Eso no borra el primer dato: España firma su peor resultado en la serie histórica del informe. La caída de la competencia matemática preocupa al conjunto del sistema, tanto en la red pública como en la privada.
El precedente importa. En ediciones anteriores de PISA ya se observaba una brecha similar entre redes, pero la caída general se ha agravado durante los últimos años. Los organismos internacionales insisten en que el nivel socioeconómico condiciona los resultados, y por eso proponen lecturas ajustadas como la que incluye el informe de 2025.
La clave está en la equidad. Cuando la escuela pública concentra mayor proporción de alumnado con dificultades, sus promedios bajan. Al equiparar esa circunstancia, el rendimiento de sus estudiantes se sitúa por encima del de la privada.
La OCDE no entra a valorar la calidad de los proyectos educativos de cada red. Tampoco establece una relación de causa directa entre la titularidad del centro y el aprendizaje. Simplemente ajusta una variable que, según sus propios datos, condiciona el resultado.
Para las familias, el informe puede matizar la elección de centro. Saber que la pública obtiene mejores resultados cuando se ajusta el contexto social invita a mirar más allá del promedio bruto. No todas las conclusiones caben en una única cifra.

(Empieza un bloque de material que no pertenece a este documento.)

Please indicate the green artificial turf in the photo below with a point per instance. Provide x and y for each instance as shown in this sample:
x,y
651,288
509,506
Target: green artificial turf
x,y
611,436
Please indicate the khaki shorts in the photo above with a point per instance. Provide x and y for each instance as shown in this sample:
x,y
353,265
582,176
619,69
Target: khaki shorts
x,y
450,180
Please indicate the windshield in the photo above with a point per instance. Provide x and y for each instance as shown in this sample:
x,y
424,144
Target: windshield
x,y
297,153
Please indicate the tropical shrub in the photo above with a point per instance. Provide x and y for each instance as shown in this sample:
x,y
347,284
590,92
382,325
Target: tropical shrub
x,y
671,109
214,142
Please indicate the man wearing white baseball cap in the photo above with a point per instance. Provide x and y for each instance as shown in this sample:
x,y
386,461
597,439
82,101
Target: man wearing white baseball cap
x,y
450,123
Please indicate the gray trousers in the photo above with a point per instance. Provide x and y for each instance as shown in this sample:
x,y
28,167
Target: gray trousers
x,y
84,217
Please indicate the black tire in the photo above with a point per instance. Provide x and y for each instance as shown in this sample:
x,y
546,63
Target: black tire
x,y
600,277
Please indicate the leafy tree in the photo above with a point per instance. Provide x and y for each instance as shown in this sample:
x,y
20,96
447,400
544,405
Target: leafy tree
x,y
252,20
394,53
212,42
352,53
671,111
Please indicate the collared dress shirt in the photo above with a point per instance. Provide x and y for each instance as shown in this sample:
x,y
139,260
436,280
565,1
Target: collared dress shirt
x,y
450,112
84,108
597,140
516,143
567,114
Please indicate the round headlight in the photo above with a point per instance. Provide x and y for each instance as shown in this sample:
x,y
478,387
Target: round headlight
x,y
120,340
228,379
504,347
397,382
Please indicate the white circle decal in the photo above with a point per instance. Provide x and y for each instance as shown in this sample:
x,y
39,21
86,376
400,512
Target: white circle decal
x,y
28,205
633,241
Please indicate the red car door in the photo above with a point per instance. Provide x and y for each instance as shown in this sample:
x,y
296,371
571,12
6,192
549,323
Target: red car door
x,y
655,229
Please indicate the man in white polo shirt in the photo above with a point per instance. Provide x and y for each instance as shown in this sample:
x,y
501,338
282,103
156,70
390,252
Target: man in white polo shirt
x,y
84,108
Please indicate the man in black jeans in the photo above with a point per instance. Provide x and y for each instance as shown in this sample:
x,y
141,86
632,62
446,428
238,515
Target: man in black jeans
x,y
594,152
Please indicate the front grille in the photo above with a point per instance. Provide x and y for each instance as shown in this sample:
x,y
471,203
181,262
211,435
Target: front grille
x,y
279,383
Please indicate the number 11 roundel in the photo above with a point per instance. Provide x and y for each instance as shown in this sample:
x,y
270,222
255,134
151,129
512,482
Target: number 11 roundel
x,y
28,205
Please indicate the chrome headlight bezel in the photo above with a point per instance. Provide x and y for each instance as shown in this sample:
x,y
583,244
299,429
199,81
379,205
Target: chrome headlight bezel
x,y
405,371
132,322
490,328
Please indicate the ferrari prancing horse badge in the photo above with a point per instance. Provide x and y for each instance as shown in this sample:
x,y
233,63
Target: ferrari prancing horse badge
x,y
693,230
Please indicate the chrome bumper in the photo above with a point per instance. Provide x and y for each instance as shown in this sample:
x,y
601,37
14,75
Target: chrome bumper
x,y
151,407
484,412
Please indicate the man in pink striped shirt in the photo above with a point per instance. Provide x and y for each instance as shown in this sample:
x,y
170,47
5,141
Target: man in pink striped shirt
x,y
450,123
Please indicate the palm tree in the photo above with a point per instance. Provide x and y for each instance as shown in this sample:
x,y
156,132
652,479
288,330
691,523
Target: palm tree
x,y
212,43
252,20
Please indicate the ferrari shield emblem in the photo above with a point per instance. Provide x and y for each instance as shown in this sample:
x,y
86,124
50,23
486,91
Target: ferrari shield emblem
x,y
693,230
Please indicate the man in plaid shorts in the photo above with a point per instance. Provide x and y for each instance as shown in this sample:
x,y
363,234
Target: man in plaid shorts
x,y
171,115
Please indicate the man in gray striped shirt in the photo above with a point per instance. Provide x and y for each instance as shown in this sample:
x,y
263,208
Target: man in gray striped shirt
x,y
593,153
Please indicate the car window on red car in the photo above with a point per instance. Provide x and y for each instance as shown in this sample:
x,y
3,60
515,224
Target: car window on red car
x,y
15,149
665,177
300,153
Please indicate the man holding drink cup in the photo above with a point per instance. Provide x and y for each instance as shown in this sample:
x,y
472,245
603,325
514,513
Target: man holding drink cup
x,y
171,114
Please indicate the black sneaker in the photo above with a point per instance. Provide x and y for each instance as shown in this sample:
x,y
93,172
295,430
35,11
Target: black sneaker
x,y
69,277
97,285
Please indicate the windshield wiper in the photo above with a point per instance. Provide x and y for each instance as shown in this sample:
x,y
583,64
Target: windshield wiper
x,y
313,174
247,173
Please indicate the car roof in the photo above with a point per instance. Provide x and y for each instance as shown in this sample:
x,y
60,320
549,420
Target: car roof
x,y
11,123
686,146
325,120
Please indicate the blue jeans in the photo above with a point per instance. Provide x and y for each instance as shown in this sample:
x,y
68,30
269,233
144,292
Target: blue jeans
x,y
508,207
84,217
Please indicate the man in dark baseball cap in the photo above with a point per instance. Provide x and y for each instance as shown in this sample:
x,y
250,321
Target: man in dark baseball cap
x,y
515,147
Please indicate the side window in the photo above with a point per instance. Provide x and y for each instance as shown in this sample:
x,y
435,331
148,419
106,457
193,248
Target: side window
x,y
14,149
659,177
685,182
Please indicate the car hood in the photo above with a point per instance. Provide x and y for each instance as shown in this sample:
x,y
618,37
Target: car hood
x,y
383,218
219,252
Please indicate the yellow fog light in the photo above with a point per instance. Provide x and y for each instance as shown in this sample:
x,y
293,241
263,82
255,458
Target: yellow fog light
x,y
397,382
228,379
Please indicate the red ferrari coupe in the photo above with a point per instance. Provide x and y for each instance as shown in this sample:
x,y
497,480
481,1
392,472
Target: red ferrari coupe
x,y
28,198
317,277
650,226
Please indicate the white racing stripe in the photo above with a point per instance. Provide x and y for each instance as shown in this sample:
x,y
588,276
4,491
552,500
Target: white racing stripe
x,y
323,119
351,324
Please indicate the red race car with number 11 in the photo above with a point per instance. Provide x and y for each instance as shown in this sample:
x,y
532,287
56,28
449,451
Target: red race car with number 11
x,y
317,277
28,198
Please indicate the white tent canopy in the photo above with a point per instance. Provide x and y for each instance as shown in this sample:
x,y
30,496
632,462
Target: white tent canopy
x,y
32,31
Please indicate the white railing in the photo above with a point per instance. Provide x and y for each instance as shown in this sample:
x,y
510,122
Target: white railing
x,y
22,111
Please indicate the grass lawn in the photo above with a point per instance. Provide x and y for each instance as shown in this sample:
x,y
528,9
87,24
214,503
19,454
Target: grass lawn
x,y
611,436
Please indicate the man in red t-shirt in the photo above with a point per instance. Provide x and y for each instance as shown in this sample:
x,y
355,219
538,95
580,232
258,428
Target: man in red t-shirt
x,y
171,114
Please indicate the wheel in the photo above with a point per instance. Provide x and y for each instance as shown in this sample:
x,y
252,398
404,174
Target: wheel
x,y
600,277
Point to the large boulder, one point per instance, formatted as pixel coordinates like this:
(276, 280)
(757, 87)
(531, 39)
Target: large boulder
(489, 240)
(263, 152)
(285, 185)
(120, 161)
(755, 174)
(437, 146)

Conviene vigilar los próximos pasos. El Ministerio de Educación y las comunidades autónomas tienen ante sí la tarea de traducir estos datos en políticas de refuerzo, sin perder de vista la equidad que el propio informe señala.
📌 El foco social: las claves
- 🔎 Qué es lo importante: El informe PISA 2025 confirma el peor resultado de España y valida la comparativa ajustada.
- 👥 Quiénes son los afectados: Estudiantes de la pública, alumnado desfavorecido y familias en proceso de elegir centro.
- ➡️ Qué consecuencias puede traer: Reforzar el debate sobre equidad y orientar las políticas educativas de refuerzo.